Konwencja: 1. Fantasy - dark fantasy czyli IMO np. świat ery hyboriańskiej ( twórczość Roberta Howarda ), zmieszane z elementami mitów Cthulhu (Howard Phillips Lovecraft) i doprawione dekadencją WHRP
2. SF np. post nuklearny świat "Fallout" nadziewany AvP i "Cyberpunk 2020" :wink:

Rozgrywka bardziej podobna do simów niż do tradycyjnego RPG - czyli np. fantasy to taki "Guild 2" online w świecie fantasy , dla kupca - craftera "Patrician III: Rise of the Hanse" i "Silkroad" - karawany , zabójcy/złodzieja "Thief" zwyklego siepacza "Dark Messiah of Might and Magic". Wszystko FPP ( bo jest trudniej i lepiej wczuć się w klimat).
Gracze trafiają do złożonego, żyjącego i rządzącego się swoimi prawami świata simów zajmują ich miejsca i awansują na rożnych płaszczyznach czyli tj. w "Morrowind" , frakcje polityczne (rody , klany ) , religie , gildie zawodowe (magów ,najemników, złodziei itd. ). Wszędzie tam można awansować - nawet jednocześnie.
System atrybutów i skillowania to "EVE online" zmieszane z "Morrowind" - czyli skille same rosna (trzeba je "nabyć" w gildii) i dodatkowy trening może to trochę przyśpieszyć. Jeśli ktoś chce zostać Pudzianem to droga wolna ale musi poświecić na to masę czasu, jeść dużo i jedzenie wysokiej jakości i oczywiście pić drogie magiczne ziółka.
Oczywiście jak każdy sim nasz bohater musi mieć odpowiednie do rangi miejsce zamieszkania, odzienie i musi też jeść. Starzeje sie, ale można to spowolnić , a nawet stać się nieśmiertelnym. Bohater może stać się również ofiarą jakiegoś choróbska czy mutacji.

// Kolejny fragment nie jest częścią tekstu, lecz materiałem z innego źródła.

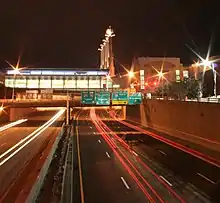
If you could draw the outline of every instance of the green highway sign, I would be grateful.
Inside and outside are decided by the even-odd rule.
[[[110,92],[96,92],[96,105],[110,105]]]
[[[82,104],[95,104],[95,91],[82,91],[81,92]]]
[[[134,104],[141,104],[142,102],[142,96],[140,92],[135,92],[129,95],[128,104],[134,105]]]
[[[128,103],[128,92],[118,91],[112,93],[112,104],[127,104]]]

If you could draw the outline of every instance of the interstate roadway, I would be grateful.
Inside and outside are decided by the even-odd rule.
[[[62,116],[53,120],[57,112],[33,112],[24,122],[0,132],[1,203],[25,202],[60,131]]]

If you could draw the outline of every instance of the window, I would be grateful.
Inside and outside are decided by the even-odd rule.
[[[63,80],[54,78],[52,80],[52,88],[63,88]]]
[[[77,88],[88,88],[88,80],[86,79],[77,79]]]
[[[140,70],[140,85],[141,85],[141,89],[142,90],[145,88],[144,84],[145,84],[145,81],[144,81],[144,70]]]
[[[15,80],[15,87],[18,88],[26,88],[26,79],[16,79]]]
[[[40,80],[40,88],[51,88],[51,80],[50,79],[41,79]]]
[[[184,70],[183,71],[183,77],[184,78],[188,78],[189,77],[189,71],[188,70]]]
[[[180,82],[180,70],[176,70],[176,82]]]
[[[37,78],[30,78],[27,80],[27,88],[38,88],[39,80]]]
[[[76,80],[73,78],[66,79],[64,88],[76,88]]]
[[[6,87],[13,87],[14,86],[14,79],[6,78],[5,79],[5,86]]]
[[[89,88],[100,88],[99,77],[90,77],[89,78]]]

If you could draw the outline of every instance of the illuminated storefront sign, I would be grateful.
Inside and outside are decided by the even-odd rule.
[[[145,89],[144,70],[140,70],[140,85],[141,85],[141,89],[144,90]]]

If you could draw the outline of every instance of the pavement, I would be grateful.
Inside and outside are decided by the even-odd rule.
[[[23,144],[16,148],[14,146],[46,123],[55,114],[55,111],[34,112],[27,118],[27,122],[1,132],[0,202],[25,201],[25,197],[60,130],[61,120],[40,133],[39,136],[20,151],[16,152],[18,147],[23,146]],[[8,152],[8,150],[11,151]],[[4,155],[7,152],[8,154]]]
[[[104,111],[99,114],[105,118],[109,116]],[[142,132],[131,134],[136,130],[118,121],[105,121],[105,124],[118,136],[122,136],[121,132],[127,132],[127,141],[136,141],[133,150],[157,174],[165,177],[176,191],[182,193],[186,202],[220,202],[219,167]]]
[[[79,121],[79,146],[85,202],[148,202],[97,132],[89,120],[89,111],[83,111]]]

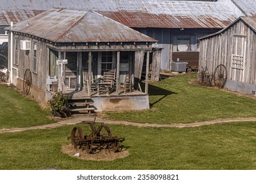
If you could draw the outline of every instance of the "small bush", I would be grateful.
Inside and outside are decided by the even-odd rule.
[[[68,99],[67,94],[62,92],[56,93],[51,99],[49,101],[51,109],[53,116],[66,117],[68,113],[68,108],[66,105]]]

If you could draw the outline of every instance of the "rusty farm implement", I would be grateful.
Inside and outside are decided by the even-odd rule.
[[[68,139],[71,139],[74,147],[81,149],[87,153],[95,153],[97,150],[103,149],[118,152],[121,150],[120,144],[125,141],[125,138],[119,138],[113,136],[110,129],[103,123],[96,128],[95,119],[93,121],[83,121],[82,123],[89,125],[91,132],[85,135],[80,127],[75,127],[72,129],[71,136]]]

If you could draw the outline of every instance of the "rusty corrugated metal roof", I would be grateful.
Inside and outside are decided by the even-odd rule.
[[[246,16],[256,16],[255,0],[232,0]]]
[[[12,31],[55,42],[157,42],[92,11],[53,9],[14,24]]]
[[[213,37],[213,36],[215,36],[217,35],[220,35],[240,20],[242,20],[242,22],[244,22],[246,25],[247,25],[249,27],[250,27],[254,31],[254,32],[256,33],[256,17],[255,17],[255,16],[240,16],[238,18],[237,18],[235,21],[232,22],[230,24],[229,24],[228,26],[226,26],[224,29],[221,29],[221,31],[219,31],[215,33],[213,33],[213,34],[210,34],[208,35],[199,37],[198,39],[200,39],[200,40],[204,39],[211,37]]]
[[[236,20],[232,16],[221,20],[209,15],[154,14],[147,12],[99,12],[100,14],[130,27],[158,28],[223,28]]]
[[[0,25],[10,25],[11,22],[16,24],[43,12],[44,10],[0,10]]]
[[[1,8],[9,10],[49,10],[53,8],[92,10],[131,27],[223,28],[238,18],[223,1],[9,0]],[[240,15],[243,15],[242,12]]]
[[[243,16],[241,18],[256,33],[256,16]]]

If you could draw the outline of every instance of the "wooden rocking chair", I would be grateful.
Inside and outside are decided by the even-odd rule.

Otwarte PvP tj. w EVE czyli atakujesz kogoś wmieście/ strefie chronionej to zaraz zbiegają się strażnicy i jak nie jesteś co najmniej burmistrzem/ hrabią czy innym jakimś oficjalnym władcą możesz mieć problem. Jesli odpowiedni wciśnie się odpowiedni przycisk "poddania sie" trafia się za kraty - a że to zepsuty świat dark fantasy to można sie wykupić. Oczywiście tarci się standingi do frakcji zabitego - odpowiednio do jego rangi.
Oczywiście full loot zabijasz kogoś to możesz zabrać wszystko co ma na sobie.
I coś co odstraszy wszelkich careberów po sięganie po idealny MOORPG czyli permanent death (przynajmniej jakiś czas na początku). Aby odstraszyć grieferów można zrobić tak że dusza tego który bezsensownie pekuje innych idzie na określony czas do piekła jeśli zginie. Czas do następnej reinkarnacji to nawet parę dni reala , no i nie moża miec altów - jedno konto jedna postać.

Interaktywni Game Masterzy - czyli jeśli dostaniesz sie do cesarza/ dyrektora korporacji to może przejąc nad nim kontrolę opłacany gracz - tak aby było realniej. Inny może wcielać się jakiegoś raid bosa albo np. demona który nachodzi graczy i kusi aby zeszli na zła drogę.
Aby było ciekawiej można zrobić graczom czasem w świecie fantasy "Dawn of the Dead", a SF "Starship Troopers"/AvP przy czym taki płatny gracz będzie dobrze bawił się w RTSa i umilał rozgrywkę gawiedzi :] prowadząc do boju armię zombie tudzież alienów lub smoka terroryzującego jakieś miasto.
Dla takich płatnych GM/playerów firma wydająca grę otworzyłaby oddział gdzieś w Indiach czy Chinach aby było tanio.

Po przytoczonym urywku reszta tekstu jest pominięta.